Podcasts sind in aller Ohren. Jeder dritte Deutsche hört inzwischen mindestens einmal pro Woche Podcast. Das besagt der Online Audio Monitor der Bayerischen Landeszentrale für neue Medien (BLM). Tendenz steigend, auch was die Werbeumsätze angeht. Für 2022 geht der Bundesverband digitale Wirtschaft von einem weiteren Wachstum von über 20 Prozent für den gesamten Online-Audio-Bereich aus. Dies entspricht einem prognostizierten Gesamtumsatz von 110 Millionen Euro. Die Umsätze für Podcast-Werbung werden dabei mit 39 Millionen Euro und einem Anstieg von 30 Prozent überproportional besser abschneiden. Attraktiv für die Marketingkommunikation sind Podcasts deshalb, weil sie Nähe zu den Nutzern herstellen können und sich damit besonders für den Aufbau von Emotionen eignen. Das belegt eine Gemeinschaftsstudie  von Mediaplus, september Strategie & Forschung und der University of Florida zur emotionalen Wirkung von Podcasts, die die Forschungspartner Im Rahmen des bvm-Kongresses 2022 präsentiert haben.

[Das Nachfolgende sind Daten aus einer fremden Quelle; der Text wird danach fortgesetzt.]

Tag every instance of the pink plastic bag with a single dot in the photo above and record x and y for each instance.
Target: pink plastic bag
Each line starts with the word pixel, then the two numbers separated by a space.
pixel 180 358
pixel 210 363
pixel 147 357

Doch nur wer weiß, welche Emotionen er mit seiner Markenbotschaft auslösen will, und welche Podcasts genau diese Affekte erzeugen, kann das Audioformat genau wie andere Medien umfeldbasiert für seine Werbeplanung nutzen. Anhand einer genauen Emotionsanalyse wird erkennbar, an welchen Stellschrauben gedreht werden muss, um das Publikum und die potentiellen Kund:innen abzuholen. Aufgrund dessen stand im Fokus der innovativen Grundlagestudie, wie Podcasts wirken und welche Emotionen dabei eine Rolle spielen. Wo es um das Aufdecken von Emotionen und unbewusster Zustände oder Motive geht, stoßen klassische explizite Methoden der Markt- und Medienforschung wie Befragungen an ihre Grenzen. Was unbewusst wirkt, lässt sich auch nur auf unbewusster Ebene (implizit) ergründen. Für ihren „Emotional Check“ wählten die Forschenden ein mehrstufiges multimethodisches Studiendesign. Der gewählte Mixed-Methods-Ansatz der Untersuchung erlaubt eine Verknüpfung von Emotionsdaten und Marketing- und Media-KPIs und damit einen tiefergehenden Einblick, wie Unternehmen Podcasts strategisch für ihre Kommunikation einsetzen können. Unter die Lupe kamen Unterhaltungspodcasts (z.B. „Lästerschwestern“, „Fest & Flauschig“) ebenso wie Wissenspodcasts (unter anderem „Zeit Geschichte“ , „Lage der Nation“).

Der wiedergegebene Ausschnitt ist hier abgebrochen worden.